Underpass Kebon Pedes, Kelurahan Kebon Pedes diusulkan dalam Musyawarah Perencanaan Pembangunan (Musrenbang) Kecamatan Tanah Sareal  yang dilaksanakan di Perumahan Griya Indah Bogor, Kelurahan Kedung Badak pada Rabu (16/2/2022) siang.

Usulan tersebut Agar bisa memperlancar arus lalulintas dan lebih menjamin keselamatan para pengguna jalan, karena tidak perlu lagi melintas di atas rel kereta api. Hal itu diungkapkan oleh Camat Tanah Sareal Sahib Khan kepada wartawan.

Selain itu diprioritaskan juga penanganan banjir yang kerap terjadi disaat musim penghujan. Jadi penangan banjir yang akan menjadi prioritas utama karena penanganan banjir ini tidak bisa oleh Dinas Perumahan dan Pemukiman (Disperumkim) dan Dinas Pekerjaan Umum dan Penataan Ruang (DPUPR), tetapi semua stekholder harus terlibat. Titik lokasi banjir yang kerap terjadi ada di Kelurahan Mekarwangi, Kencana dan Cibadak.

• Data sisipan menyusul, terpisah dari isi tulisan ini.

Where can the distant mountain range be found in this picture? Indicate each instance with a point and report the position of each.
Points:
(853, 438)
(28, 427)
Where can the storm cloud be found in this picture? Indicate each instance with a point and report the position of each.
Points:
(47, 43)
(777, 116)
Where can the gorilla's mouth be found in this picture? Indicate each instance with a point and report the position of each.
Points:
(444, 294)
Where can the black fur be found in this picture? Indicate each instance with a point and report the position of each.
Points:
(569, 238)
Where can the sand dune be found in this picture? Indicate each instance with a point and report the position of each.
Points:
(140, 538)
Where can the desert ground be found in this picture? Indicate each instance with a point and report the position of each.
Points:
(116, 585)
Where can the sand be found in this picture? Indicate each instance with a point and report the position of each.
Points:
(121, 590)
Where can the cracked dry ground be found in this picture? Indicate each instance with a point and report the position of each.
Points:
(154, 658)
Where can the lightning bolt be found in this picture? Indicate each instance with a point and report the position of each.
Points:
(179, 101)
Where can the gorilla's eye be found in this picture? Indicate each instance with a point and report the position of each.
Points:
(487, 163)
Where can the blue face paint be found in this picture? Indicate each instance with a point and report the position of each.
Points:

“Begini, untuk under pas menjadi prioritas kami. Informasi tahun 2022 ini akan dilaksanakan Detail Engenering Desain (DED) oleh DPUPR sebgai modal untuk berkoorinasi dengan kementrian PUPR, harapan kami mudah-mudahan jika DED pembangunan underpass kebon pedes sudah jadi, dari kementian PUPR bisa memprioritaskan. Anggaran belum diketahui, tetapi gambaran saya pembangunan flu over jalan Martadinata menghabiskan anggaran Rp42 miliar, mungkin tidak terlalu jauh dari angka segitu,” ungkap Sahib.

Sahib melanjutkan, yang paling utama pembangunan underpass Kebon Pedes ini usulan dari 5 atau 10 tahun yang lalu, jadi jalan Kebon Pedes ini eksisting saat ini diperlukan 5 samapai 10 menit untuk mengantre.

“Sehingga diharapkan dengan adanya underpas akan melancarkan lalu lintas dan keselamatan para pengguna jalan,” tegasnya.

Sahib juga mengaku, tetap mengikuti instruksi Wali Kota Bogor yang menginginkan pembangunan infrastruktur berbasis wilayah dan menang harus betul-betuldapat di realisasikan. Karena pada tahun 2024 itu ingin wilayah Tanah Sareal infrastrukturnya merata. Jadi tidak dia anak tirikan lagi, semua aspirasi warga terbangun, jalan tidak ada lagi yang rusak, Tembok Penahan Tanah (TPT) tidak ada yang belum terbangun.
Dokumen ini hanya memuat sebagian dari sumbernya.